02

 いつもそうだった。自身が無くて母の後ろへ隠れる私は、いつも怒られては、ダメだとため息をつかれた。

 どれだけ修行をしても父は褒めてはくれない。


 修行から抜け出したあの日、たまたま見つけた小屋の中にいたあの小さな妖は、何もできない私を頼ってくれた。

 とはいえ、あの小さな体で開けられない箱のふたを開ける程度だったけど。

 友達を見つけてほしいと頼まれて、偶然見つけられたそれを渡して、とても喜ばれて、それが嬉しくて、続けていただけ。


 私なんかを頼ってくれる人はいないから、少しでも人に役に立てるなら。


「とっとと探して帰れ」

「はい……」


 案内された部屋で、あの妖に似た気配を探す。


*****


 妖が増えていることもあり、見回りを強化するが、変わらず妖の数は多い。臣下も本腰を入れて捜査しているようだが、奉行と臣下の関係は相変わらずで、協力する気配は無い。


「いやほんと嫌になりますよ」

「ご苦労様」


 疲れた様子の五条に、長船も苦笑いを返す。


「あ、先生! 粟田の姉ちゃんたちも」

「おや、皆さん。そんなに慌ててどうされたんですか?」


 駆け足でどこかに向かおうとしている浅田たちは一度足を止めて、長船に目をやる。


「ひみつー!」

「えーお巡りさんにも教えてほしいなー」

「サボってる人には教えません」

「ごめんなさい」


 実の娘に否定されると、五条も苦虫を噛みつぶしたような表情で謝るしかなかった。

 先を急ぐかのように手を振って走り去る子供たちに、長船は笑顔で見送り、五条は恨めしそうに目をやった。
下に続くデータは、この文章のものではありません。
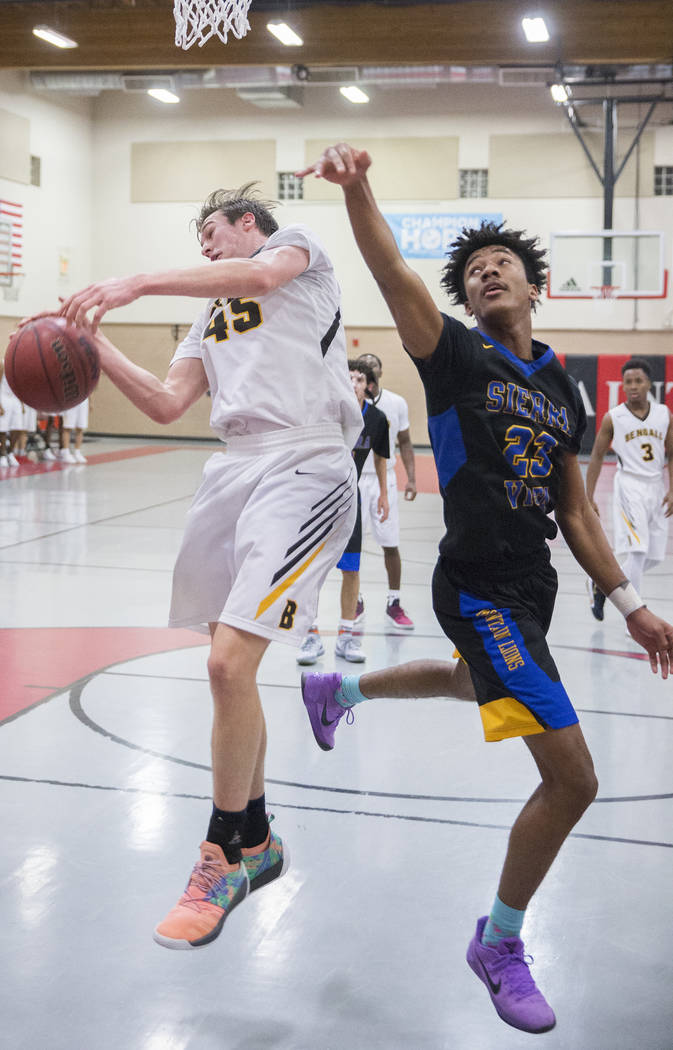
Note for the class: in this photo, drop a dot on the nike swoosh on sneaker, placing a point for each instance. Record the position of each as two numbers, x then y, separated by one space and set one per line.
493 987
323 718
「拗ねないでください。秘密基地を作っているそうですよ」

「あーなるほど。そいつは秘密だ」

「むしろ、娘にサボりがバレてる親ってどうなんですか?」

「それは粟田ちゃんのせいでしょ」


 団子を食べている粟田を睨むが、粟田は走り去った子供たちの背中を見送り、その小さな影に目を細めた。


「五条さん、佳子ちゃんって気持ち悪い人形の趣味でもあります?」

「喧嘩売ってるなら買うよ?」


 五条が目の笑っていない笑顔で粟田に微笑みかける中、長船は粟田と同じように子供たちの背中を見ては、目を細めた。


「別に前にお友達と集めてるって言ってた人形も気持ち悪くなかったし」

「女の子ですねぇ……」

「ホントホント。花より団子。人形より本刀の粟田ちゃんにはわからないでしょうね」

「喧嘩ですか? 買いますよ」


 微笑み合うふたりに、普段ならそろそろ長船が仲裁するのだが、一向に仲裁の言葉は無く、それどころか、突然立ち上がった。


「すまない! あの子たちに確認したいことがあるから、また今度」

「え、先生!?」


 目を白黒させるふたりを置いて、走り出した長船に、ふたりは目を合わせ、追いかけた。